なのに話し好きかと思ったらそうでもなく、なんだか緊張してしまう。

でも私の質問に、

「そうですね……」

ちょっとだけ楽しそうな表情。

「糸杉のある小麦畑」

「あっ、それも私、大好きです! 雲がグルグルしてる絵ですよね~」

「……グルグル。たしかに……」

篠田さんは笑った。

そしてそこからは、楽しい会話が始まった。
篠田さんが来店してからの緊張が、ようやくほぐれてきた。

「私、暇なときは大体MET(メトロポリタン美術館)に行くんです。ちょうど良いお散歩コースだし、年間チケット持ってるから入りたい放題だし」

「僕も持ってる。

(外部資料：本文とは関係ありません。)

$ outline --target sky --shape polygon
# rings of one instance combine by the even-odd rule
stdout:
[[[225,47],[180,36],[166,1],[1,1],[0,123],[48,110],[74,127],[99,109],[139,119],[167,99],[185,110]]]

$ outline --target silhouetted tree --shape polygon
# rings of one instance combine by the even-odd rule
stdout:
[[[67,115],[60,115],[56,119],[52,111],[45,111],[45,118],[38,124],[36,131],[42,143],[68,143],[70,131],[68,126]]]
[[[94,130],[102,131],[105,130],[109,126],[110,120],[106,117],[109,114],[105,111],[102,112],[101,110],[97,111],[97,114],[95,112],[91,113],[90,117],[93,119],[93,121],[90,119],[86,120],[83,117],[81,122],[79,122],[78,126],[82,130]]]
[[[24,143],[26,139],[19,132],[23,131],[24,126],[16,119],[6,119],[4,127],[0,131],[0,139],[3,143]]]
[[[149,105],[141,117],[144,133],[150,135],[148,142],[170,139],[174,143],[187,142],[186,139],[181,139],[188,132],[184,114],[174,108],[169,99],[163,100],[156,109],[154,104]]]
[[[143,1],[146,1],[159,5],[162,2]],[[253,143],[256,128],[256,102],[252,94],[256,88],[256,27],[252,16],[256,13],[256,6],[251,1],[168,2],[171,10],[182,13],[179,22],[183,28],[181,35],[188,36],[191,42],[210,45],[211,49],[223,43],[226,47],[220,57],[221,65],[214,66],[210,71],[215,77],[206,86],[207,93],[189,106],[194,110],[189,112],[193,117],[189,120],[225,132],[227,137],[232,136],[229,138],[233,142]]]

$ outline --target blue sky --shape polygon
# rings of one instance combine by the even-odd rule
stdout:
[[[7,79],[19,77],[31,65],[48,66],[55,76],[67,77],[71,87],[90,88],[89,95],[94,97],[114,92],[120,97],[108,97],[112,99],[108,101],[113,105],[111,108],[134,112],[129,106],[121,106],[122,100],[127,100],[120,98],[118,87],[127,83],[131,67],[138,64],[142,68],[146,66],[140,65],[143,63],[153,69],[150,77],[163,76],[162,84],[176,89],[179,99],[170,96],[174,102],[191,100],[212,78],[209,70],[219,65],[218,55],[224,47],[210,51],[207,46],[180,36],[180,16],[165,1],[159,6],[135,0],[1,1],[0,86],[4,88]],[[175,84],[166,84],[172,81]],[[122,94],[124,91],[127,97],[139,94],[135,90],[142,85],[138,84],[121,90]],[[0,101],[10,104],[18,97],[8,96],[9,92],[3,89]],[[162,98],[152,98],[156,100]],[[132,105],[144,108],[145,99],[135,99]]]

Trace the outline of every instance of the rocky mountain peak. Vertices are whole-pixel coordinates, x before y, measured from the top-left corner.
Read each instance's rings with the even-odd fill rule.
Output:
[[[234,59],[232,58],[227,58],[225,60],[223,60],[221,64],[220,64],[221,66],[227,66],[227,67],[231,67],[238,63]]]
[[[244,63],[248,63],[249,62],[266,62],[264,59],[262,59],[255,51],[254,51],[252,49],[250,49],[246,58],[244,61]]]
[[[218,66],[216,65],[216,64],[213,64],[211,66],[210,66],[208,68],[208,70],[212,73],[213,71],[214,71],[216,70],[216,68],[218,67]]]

絵を一枚だけ見て帰ってくることがあるんだけど、すっごい贅沢してる気分になる」

「わかります! 私もたまに、壺一個とか、ピラミッドだけとか、あります」

「僕はちょっとした秘密の部屋も見つけた」

篠田さんは得意げだ。

「どこですか?」

「フランク・ロイド・ライトの別荘のリビングルームを再現した部屋……」

なーんだ。

そこは有名で私も知っている。
だが篠田さんは続けた。

「……の上の所にある、ガラス張りのケースにいろいろな美術品が収められている、倉庫みたいな場所」

「へえ……。知らないです」

「ほんと? じゃあ今度、一緒に行ってみる?」

鏡の中の篠田さんは真顔。
これは……社交辞令なのか。普通もっと和やかな表情で誘わない?

迷っているとレジカウンターの方から視線を感じた。またもアレックスだ。

アレックスはじれったそうな表情で眉間に皺を寄せ、(Say Yes (はいと言え))と口パクをした。

……思い切って返事をしてみよう。

「はい」

するとそれまで鏡の方を見ていた篠田さんが、振り返って私を見上げた。
そして、嬉しそうにほほ笑んだ。